The Early Years

Posted on May 17, 2009

In the 70s when the first portable video machines became available I made a couple of promos for local groups. There were no editing devices at that time, so I had to edit in camera. To show the finished result I had to let the group take the portable, complete with a small monitor, around to promote themselves. People were very impressed with the concept, even if they didn’t like the group. It did however get one group a recording contract, The Martels. They released one record. “Time to say Goodnight”. Later, when colour machines arrived and editing was possible I shot groups and bands with 2 cameras. One camera would shoot a wide shot and the other get all the close ups. I then laid down the wide shots and inserted the close ups.

The hardest and most challenging edit I had to do was when someone brought me a video they had shot of a band. They had shot the band on video and recorded the sound on a reel to reel machine but… the video was silent no guide track!. I had to lay the sound on to a video tape, put the pictures on a master tape and then, by watching very closely the vocalists, match up the sound…not easy.

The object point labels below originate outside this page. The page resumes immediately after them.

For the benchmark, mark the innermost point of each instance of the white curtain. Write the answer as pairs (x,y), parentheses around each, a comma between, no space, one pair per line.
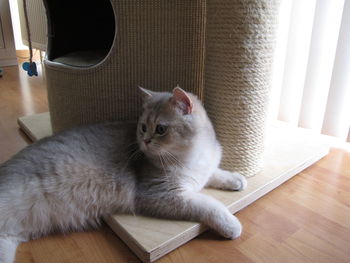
(311,76)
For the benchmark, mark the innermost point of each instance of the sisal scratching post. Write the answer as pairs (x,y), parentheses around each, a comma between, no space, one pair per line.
(239,51)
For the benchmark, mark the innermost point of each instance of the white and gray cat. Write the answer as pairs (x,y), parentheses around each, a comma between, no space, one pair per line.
(156,167)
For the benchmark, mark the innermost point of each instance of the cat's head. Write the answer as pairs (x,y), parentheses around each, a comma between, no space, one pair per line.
(168,123)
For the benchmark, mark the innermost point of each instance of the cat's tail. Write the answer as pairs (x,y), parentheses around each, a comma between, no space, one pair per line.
(8,246)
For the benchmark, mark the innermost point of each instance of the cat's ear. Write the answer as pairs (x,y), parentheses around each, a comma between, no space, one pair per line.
(146,94)
(181,100)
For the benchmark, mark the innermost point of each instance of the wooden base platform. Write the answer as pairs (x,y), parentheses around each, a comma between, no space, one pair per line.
(288,151)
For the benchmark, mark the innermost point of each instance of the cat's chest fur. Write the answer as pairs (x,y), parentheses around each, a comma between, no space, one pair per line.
(201,164)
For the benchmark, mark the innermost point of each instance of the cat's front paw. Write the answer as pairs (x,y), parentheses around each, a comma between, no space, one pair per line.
(237,182)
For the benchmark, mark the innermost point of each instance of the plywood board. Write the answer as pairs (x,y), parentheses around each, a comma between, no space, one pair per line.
(36,126)
(288,151)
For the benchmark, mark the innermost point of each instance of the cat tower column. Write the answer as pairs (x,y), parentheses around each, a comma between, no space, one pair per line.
(239,51)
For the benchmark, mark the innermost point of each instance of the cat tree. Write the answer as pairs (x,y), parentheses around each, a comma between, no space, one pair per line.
(221,50)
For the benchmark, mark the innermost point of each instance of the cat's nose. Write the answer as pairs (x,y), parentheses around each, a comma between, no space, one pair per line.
(147,141)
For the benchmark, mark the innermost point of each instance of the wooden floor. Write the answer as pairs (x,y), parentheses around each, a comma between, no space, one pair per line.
(307,219)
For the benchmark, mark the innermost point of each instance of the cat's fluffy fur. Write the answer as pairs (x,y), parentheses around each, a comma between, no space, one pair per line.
(156,167)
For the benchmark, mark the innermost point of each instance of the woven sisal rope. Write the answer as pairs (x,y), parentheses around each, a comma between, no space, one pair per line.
(220,50)
(239,50)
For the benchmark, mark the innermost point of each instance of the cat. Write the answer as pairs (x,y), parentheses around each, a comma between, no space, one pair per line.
(155,167)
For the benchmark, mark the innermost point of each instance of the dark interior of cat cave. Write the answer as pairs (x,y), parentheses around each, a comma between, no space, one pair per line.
(80,32)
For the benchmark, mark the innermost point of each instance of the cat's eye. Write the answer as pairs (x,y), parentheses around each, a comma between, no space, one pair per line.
(161,129)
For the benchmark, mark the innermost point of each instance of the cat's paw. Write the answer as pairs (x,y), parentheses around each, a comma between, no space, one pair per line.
(237,182)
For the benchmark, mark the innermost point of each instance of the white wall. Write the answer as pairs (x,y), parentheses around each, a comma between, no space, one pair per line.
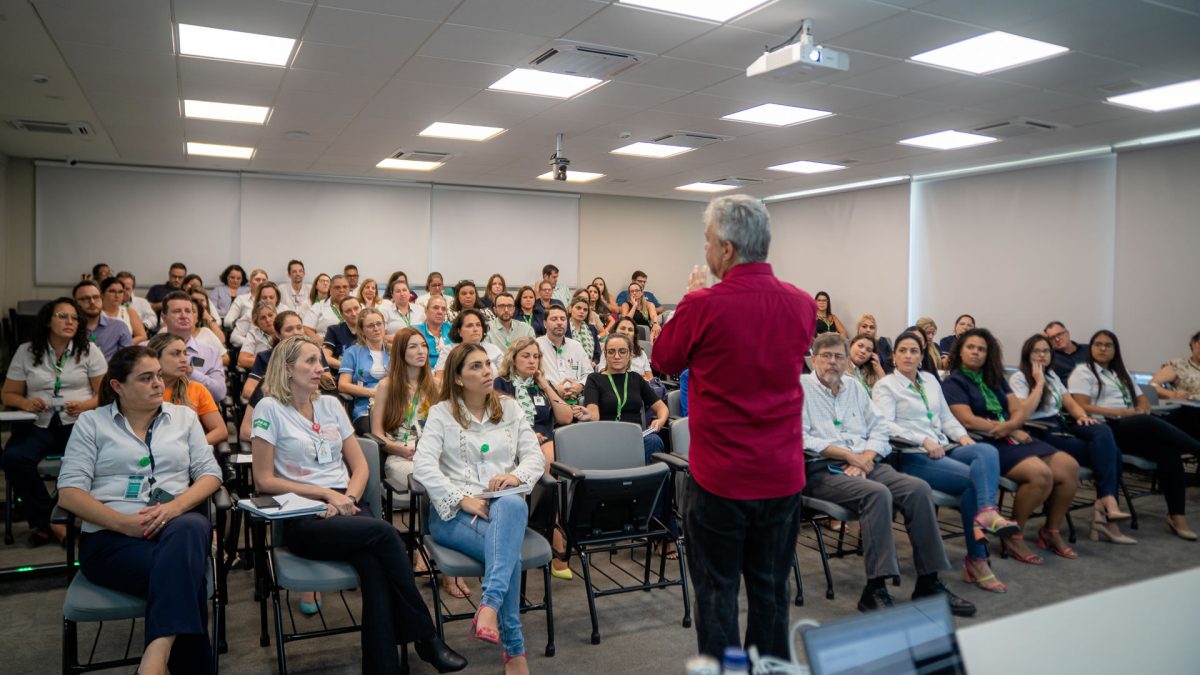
(1157,302)
(664,238)
(1017,250)
(853,246)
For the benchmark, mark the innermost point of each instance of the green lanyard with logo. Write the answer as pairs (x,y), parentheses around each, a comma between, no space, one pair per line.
(621,398)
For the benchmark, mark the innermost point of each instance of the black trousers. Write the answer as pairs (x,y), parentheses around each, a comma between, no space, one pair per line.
(735,539)
(1162,442)
(28,447)
(393,609)
(168,572)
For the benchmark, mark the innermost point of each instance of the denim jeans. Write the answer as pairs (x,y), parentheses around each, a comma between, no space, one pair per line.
(731,539)
(497,543)
(972,472)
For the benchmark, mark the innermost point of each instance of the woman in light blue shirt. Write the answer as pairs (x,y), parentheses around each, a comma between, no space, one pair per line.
(136,471)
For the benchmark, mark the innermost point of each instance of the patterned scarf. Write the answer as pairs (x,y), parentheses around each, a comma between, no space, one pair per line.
(583,335)
(989,398)
(522,386)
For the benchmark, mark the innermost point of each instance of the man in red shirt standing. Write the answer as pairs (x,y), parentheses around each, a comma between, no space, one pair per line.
(744,340)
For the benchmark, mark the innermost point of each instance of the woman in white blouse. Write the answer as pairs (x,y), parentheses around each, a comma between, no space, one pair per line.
(304,443)
(946,457)
(135,471)
(1104,389)
(475,442)
(1089,442)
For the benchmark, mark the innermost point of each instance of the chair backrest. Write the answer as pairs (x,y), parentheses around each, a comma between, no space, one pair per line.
(681,436)
(675,405)
(600,444)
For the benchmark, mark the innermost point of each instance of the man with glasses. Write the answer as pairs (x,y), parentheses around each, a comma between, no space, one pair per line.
(747,457)
(203,360)
(108,334)
(1067,353)
(502,329)
(851,438)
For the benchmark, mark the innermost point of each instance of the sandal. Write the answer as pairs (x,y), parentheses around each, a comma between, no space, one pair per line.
(1031,559)
(988,583)
(1048,544)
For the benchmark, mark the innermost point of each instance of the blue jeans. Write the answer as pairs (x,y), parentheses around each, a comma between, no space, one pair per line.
(972,472)
(497,543)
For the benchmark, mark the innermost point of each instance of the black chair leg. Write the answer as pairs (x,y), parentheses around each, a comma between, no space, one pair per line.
(592,599)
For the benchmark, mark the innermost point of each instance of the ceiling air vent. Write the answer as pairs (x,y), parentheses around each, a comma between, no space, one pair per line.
(736,181)
(689,138)
(79,129)
(420,156)
(1015,127)
(583,60)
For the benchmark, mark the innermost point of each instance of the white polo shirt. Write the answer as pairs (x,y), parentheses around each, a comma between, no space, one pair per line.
(567,363)
(1083,381)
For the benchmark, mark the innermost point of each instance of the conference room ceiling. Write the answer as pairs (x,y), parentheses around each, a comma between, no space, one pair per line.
(367,76)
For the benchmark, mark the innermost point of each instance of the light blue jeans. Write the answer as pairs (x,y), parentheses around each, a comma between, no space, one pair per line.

Moving on to the 90s, when editing became more sophisticated, I worked with a company that shot a lot of music concerts in Brunei, Elton John, Bobby Brown, Bryan Adams, James Ingram and many others. We would shoot with up to 8 portable cameras and the sound was recorded on a multi channel mixing desk. It would then take me a week or two to edit. All the cameras had sound, just recorded with the camera microphone, as a guide track. I had a 4 machine edit suite, recorder and 3 playback machines. I would take the tapes from the 3 most important cameras, sync them up and take their best shots then work my way through all the other cameras. When I was happy with the result my master tape went to the sound man who married it up with his final multi channel mix.

If we do something like that today editing is so much easier with non linear! Load everything into the computer, lay all the material onto the time line and away you go.